Among projects which the Ray County society may undertake as discussed last night, would be compilation of a new county history, establishing a county historical museum, marking and preservation of historic sites, and sponsoring events commemorating local historic incidents.
An article from October 28, 1973 recounts the opening of the museum.
The Ray County museum opened officially at 6:00 p.m. Sunday, October 28, 1973.
Two rooms on the 2nd floor of what was originally the Ray County Poor Farm built in 1910 contained displays from the Civil War period.
The museum will be a part of the entertainment center being developed in the home and the surrounding grounds under the jurisdiction of the Ray County Recreational Board.
Garner Settle, chairman of the museum committee, is making plans to have the museum open on a regular basis by the summer of 1974.
History of Ray
County Ray County was organized as a county by an act approved on November 16,
1820. It was named for John Ray of Howard County who served as a delegate to
the Missouri Constitutional Convention at St. Louis in June, 1820. The area to
constitute Ray County was first designated by a division of Howard County. It
was defined as "all the territory west of Grand River, east of the west
line of the state and north to the Iowa line shall be Ray County,"
comprising an area which now constitutes 12 counties: Worth, Gentry DeKalb,
Clinton, Clay, Ray, Harrison, mercer, Grundy Daviess, Livingston, and Carroll.
The first white family known to settle in what is now Ray County was the family
of John Vanderpool. They moved from Tennessee to a site near the present town
of Hardin in August 1815. A legislative commission was selected to locate the
first courthouse and jail in Ray County, shortly after the approval of the act
providing for the organization of the county. The commissioners were: Isaac
Martin, James Wells, John Harris, John Turner, and Jonathan Liggett. The
commissioners chose a temporary site at Bluffton, which was located between the
present communities of Camden and Fleming. The first term of the Ray County
Circuit Court was held at Bluffton on Monday, February 19, 1821. Circuit Judge
David Todd appeared on that date with a commission from Governor Alexander
McNair (Missouri's first Governor) as judge of the first judicial circuit.
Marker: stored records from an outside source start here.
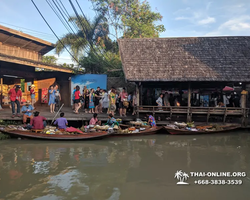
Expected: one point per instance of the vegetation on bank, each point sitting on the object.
(94, 42)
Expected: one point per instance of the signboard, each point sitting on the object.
(89, 80)
(44, 98)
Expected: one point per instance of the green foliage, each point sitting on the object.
(140, 21)
(92, 45)
(50, 60)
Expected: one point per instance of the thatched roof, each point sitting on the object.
(186, 59)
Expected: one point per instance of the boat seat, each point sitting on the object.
(37, 130)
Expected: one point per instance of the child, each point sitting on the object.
(61, 122)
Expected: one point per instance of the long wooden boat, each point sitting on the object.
(173, 131)
(148, 131)
(63, 137)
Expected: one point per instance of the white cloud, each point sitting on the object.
(207, 20)
(239, 25)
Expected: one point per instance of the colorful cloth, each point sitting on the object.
(61, 123)
(52, 97)
(151, 121)
(112, 97)
(25, 109)
(91, 103)
(37, 122)
(15, 95)
(111, 121)
(93, 121)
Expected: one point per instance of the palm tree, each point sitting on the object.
(90, 36)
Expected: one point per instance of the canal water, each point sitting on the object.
(126, 168)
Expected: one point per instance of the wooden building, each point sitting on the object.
(195, 67)
(20, 55)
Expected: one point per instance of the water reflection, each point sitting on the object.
(116, 168)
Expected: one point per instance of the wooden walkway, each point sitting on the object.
(192, 111)
(44, 111)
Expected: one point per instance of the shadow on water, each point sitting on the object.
(122, 168)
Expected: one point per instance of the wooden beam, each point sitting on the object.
(7, 39)
(32, 64)
(26, 44)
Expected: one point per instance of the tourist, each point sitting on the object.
(38, 122)
(171, 99)
(33, 96)
(166, 99)
(159, 102)
(27, 112)
(236, 100)
(91, 101)
(112, 101)
(151, 120)
(123, 103)
(61, 122)
(58, 97)
(86, 100)
(111, 120)
(118, 100)
(134, 103)
(101, 100)
(52, 98)
(105, 101)
(77, 95)
(97, 94)
(15, 95)
(73, 98)
(94, 120)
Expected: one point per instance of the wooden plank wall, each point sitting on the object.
(19, 52)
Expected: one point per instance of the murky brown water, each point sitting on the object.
(140, 168)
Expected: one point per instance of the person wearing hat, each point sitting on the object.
(27, 112)
(15, 95)
(33, 95)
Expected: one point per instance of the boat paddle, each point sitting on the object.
(57, 113)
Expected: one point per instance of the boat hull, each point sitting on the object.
(186, 132)
(42, 136)
(149, 131)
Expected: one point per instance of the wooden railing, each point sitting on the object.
(190, 111)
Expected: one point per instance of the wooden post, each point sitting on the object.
(189, 103)
(1, 100)
(189, 94)
(137, 99)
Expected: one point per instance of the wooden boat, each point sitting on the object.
(148, 131)
(64, 137)
(173, 131)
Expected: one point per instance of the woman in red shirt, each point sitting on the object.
(15, 95)
(77, 95)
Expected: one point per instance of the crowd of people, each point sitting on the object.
(100, 101)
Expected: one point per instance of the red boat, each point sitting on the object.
(148, 131)
(173, 131)
(43, 136)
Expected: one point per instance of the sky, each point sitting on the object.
(181, 18)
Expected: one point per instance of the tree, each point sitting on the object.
(133, 18)
(50, 60)
(140, 21)
(89, 34)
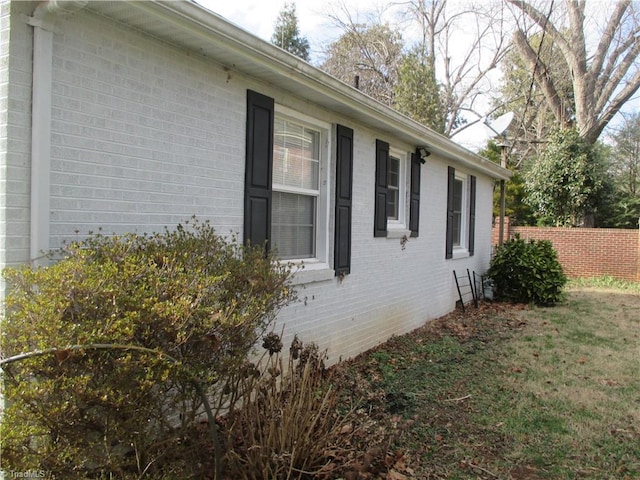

Hamilton R. Gamble was present as the first prosecuting attorney for the first
judicial circuit. John Harris was appointed as the first Sheriff of Ray County
and William L. Smith was named as the first Clerk of the Circuit Court. Ray
County residents evidenced predilections for strong drink at an early period in
the history of the county as the first case tried in circuit court was that of
the State vs. Lewis Richard. Richards was charged with selling whiskey without
a license. The Ray County Circuit Court continued to meet at Bluffton in the
tavern of Timothy Riggs until the November term, 1828, when the court was
adjourned to meet in Richmond. The County Court met for the first time at
Bluffton. Its members were John Thornton, Isaac Martin and Elisha Camron. They
first held County Court on April 2, 1821. The first public road in Ray County
was established in April 1821, extending from Bluffton to John Thornton's mill
by order of the court of which Thornton was a member. Isaac Martin, also a
member of the first county court, was named by the court as the first road
overseer. A census of the inhabitants of Ray County was first taken in
September 1821 by John Harris. He reported an enumeration of 1,789 persons. He
received $34 for taking the census. A commission was selected by the County
Court in April 1827 to locate a site for building a county courthouse. The
chose the present site of the Richmond courthouse square. The present side was
then a part of the farms of John Wollard, William B. Martin, and William
Thornton. The site was adopted by an election. The Richmond town lot auction
was held on October 15, 1827. The plat was accepted on October 22. It required
approximately 12 months to erect the necessary public buildings in Richmond.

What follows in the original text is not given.